The growing use of air conditioners in homes and offices around the world will be one of the top drivers of global electricity demand over the next three decades, according to new analysis by the IEA that stresses the urgent need for policy action to improve cooling efficiency.
A new IEA report – The Future of Cooling – shows that without new efficiency standards the world will be facing a “cold crunch” from the growth in cooling demand in coming decades.
Global energy demand from air conditioners is expected to triple by 2050, requiring new electricity capacity the equivalent to the combined electricity capacity of the United States, the EU and Japan today, it said in a statement.
The global stock of air conditioners in buildings will grow to 5.6 billion by 2050, up from 1.6 billion today – which amounts to 10 new ACs sold every second for the next 30 years, according to the report.
Using air conditioners and electric fans to stay cool already accounts for about a fifth of the total electricity used in buildings around the world – or 10 per cent of all global electricity consumption today. But as incomes and living standards improve in many developing countries, the growth in AC demand in hotter regions is set to soar.
The AC use is expected to be the second-largest source of global electricity demand growth after the industry sector, and the strongest driver for buildings by 2050.
Supplying power to these ACs comes with large costs and environmental implications. One crucial factor is that the efficiency of these new ACs can vary widely.

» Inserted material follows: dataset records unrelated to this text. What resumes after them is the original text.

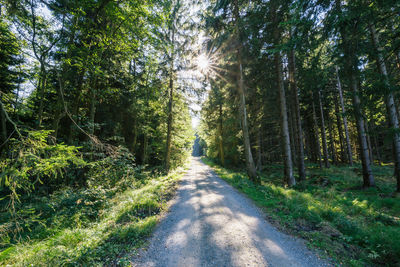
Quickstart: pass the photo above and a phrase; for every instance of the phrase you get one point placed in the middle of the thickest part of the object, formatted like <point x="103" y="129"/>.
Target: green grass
<point x="92" y="227"/>
<point x="352" y="226"/>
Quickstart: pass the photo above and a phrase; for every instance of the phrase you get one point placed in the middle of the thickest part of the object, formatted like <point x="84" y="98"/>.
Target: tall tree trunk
<point x="41" y="91"/>
<point x="251" y="169"/>
<point x="291" y="127"/>
<point x="389" y="101"/>
<point x="259" y="149"/>
<point x="299" y="135"/>
<point x="3" y="128"/>
<point x="167" y="162"/>
<point x="145" y="145"/>
<point x="220" y="136"/>
<point x="323" y="132"/>
<point x="346" y="129"/>
<point x="371" y="155"/>
<point x="364" y="153"/>
<point x="350" y="43"/>
<point x="316" y="134"/>
<point x="169" y="123"/>
<point x="332" y="141"/>
<point x="340" y="130"/>
<point x="92" y="110"/>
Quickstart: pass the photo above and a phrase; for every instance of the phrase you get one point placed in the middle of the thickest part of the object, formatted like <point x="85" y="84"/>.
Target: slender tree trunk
<point x="220" y="136"/>
<point x="259" y="148"/>
<point x="169" y="123"/>
<point x="170" y="105"/>
<point x="364" y="153"/>
<point x="389" y="101"/>
<point x="251" y="169"/>
<point x="323" y="132"/>
<point x="291" y="128"/>
<point x="346" y="129"/>
<point x="375" y="141"/>
<point x="350" y="43"/>
<point x="3" y="127"/>
<point x="300" y="144"/>
<point x="284" y="121"/>
<point x="42" y="88"/>
<point x="92" y="110"/>
<point x="316" y="135"/>
<point x="332" y="141"/>
<point x="371" y="155"/>
<point x="145" y="145"/>
<point x="340" y="130"/>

For example, ACs sold in Japan and the European Union are typically 25 per cent more efficient than those sold in the United States and China.
Efficiency improvements could cut the energy growth from AC demand in half through mandatory energy performance standards.

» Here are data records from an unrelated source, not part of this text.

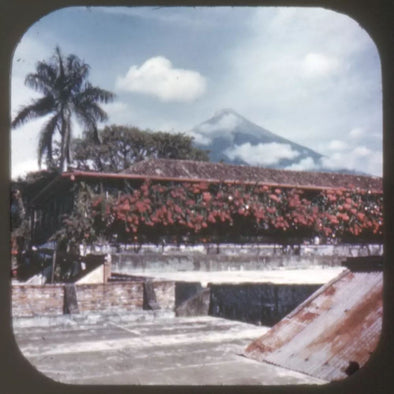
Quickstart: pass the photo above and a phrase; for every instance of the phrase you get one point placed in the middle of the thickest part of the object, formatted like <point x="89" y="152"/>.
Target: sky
<point x="310" y="75"/>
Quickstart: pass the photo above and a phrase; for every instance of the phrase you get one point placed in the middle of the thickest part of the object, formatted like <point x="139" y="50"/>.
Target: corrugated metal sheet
<point x="339" y="324"/>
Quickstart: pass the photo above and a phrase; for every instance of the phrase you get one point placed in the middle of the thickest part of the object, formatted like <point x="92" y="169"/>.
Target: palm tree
<point x="66" y="92"/>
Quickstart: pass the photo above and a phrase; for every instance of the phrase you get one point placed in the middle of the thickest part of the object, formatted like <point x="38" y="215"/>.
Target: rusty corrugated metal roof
<point x="339" y="324"/>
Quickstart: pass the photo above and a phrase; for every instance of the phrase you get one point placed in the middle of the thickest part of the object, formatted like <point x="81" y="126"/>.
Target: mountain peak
<point x="225" y="111"/>
<point x="235" y="140"/>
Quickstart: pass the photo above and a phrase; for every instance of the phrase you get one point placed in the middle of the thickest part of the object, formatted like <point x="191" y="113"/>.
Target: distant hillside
<point x="231" y="138"/>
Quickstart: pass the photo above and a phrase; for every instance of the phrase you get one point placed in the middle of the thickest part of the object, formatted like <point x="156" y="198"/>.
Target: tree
<point x="66" y="93"/>
<point x="122" y="146"/>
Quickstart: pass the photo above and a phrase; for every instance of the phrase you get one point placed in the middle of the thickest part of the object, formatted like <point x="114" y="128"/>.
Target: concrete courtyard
<point x="147" y="348"/>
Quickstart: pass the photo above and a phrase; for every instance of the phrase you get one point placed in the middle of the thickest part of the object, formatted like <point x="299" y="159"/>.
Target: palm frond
<point x="43" y="79"/>
<point x="40" y="107"/>
<point x="46" y="136"/>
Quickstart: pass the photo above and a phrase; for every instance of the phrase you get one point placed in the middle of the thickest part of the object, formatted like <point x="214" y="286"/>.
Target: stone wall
<point x="50" y="300"/>
<point x="125" y="296"/>
<point x="209" y="257"/>
<point x="36" y="300"/>
<point x="264" y="304"/>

“With rising incomes, air conditioner ownership will skyrocket, especially in the emerging world. While this will bring extra comfort and improve daily lives, it is essential that efficiency performance for ACs be prioritised. Standards for the bulk of these new ACs are much lower than where they should be,” said Fatih Birol, Executive Director of the IEA in the statement.
The report identifies key policy actions. In an Efficient Cooling Scenario, which is compatible with the goals of the Paris Agreement, the IEA finds that through stringent minimum energy performance standards and other measures such as labelling, the average energy efficiency of the stock of ACs worldwide could more than double between now and 2050. This would greatly reduce the need to build new electricity infrastructure to meet rising demand.
Making cooling more efficient will also yield multiple benefits, making it more affordable, more secure, and more sustainable, and saving as much as USD 2.9 trillion in investment, fuel and operating costs.
Today, less than a third of global households own an air conditioner. In countries such as the United States and Japan, more than 90 per cent of households have air conditioning, compared to just 8 per cent of the 2.8 billion people living in the hottest parts of the world, it added.
The issue is particularly sensitive in the fastest-growing nations, with the biggest increase happening in hot countries like India – where the share of AC in peak electricity load could reach 45 per cent in 2050, up from 10 per cent today without action. This will require large investments in new power plants to meet peak power demand at night, which cannot be met with solar PV technology, it said.
“Setting higher efficiency standards for cooling is one of the easiest steps governments can take to reduce the need for new power plants, and allow them at the same time to cut emissions and reduce costs,” said Birol.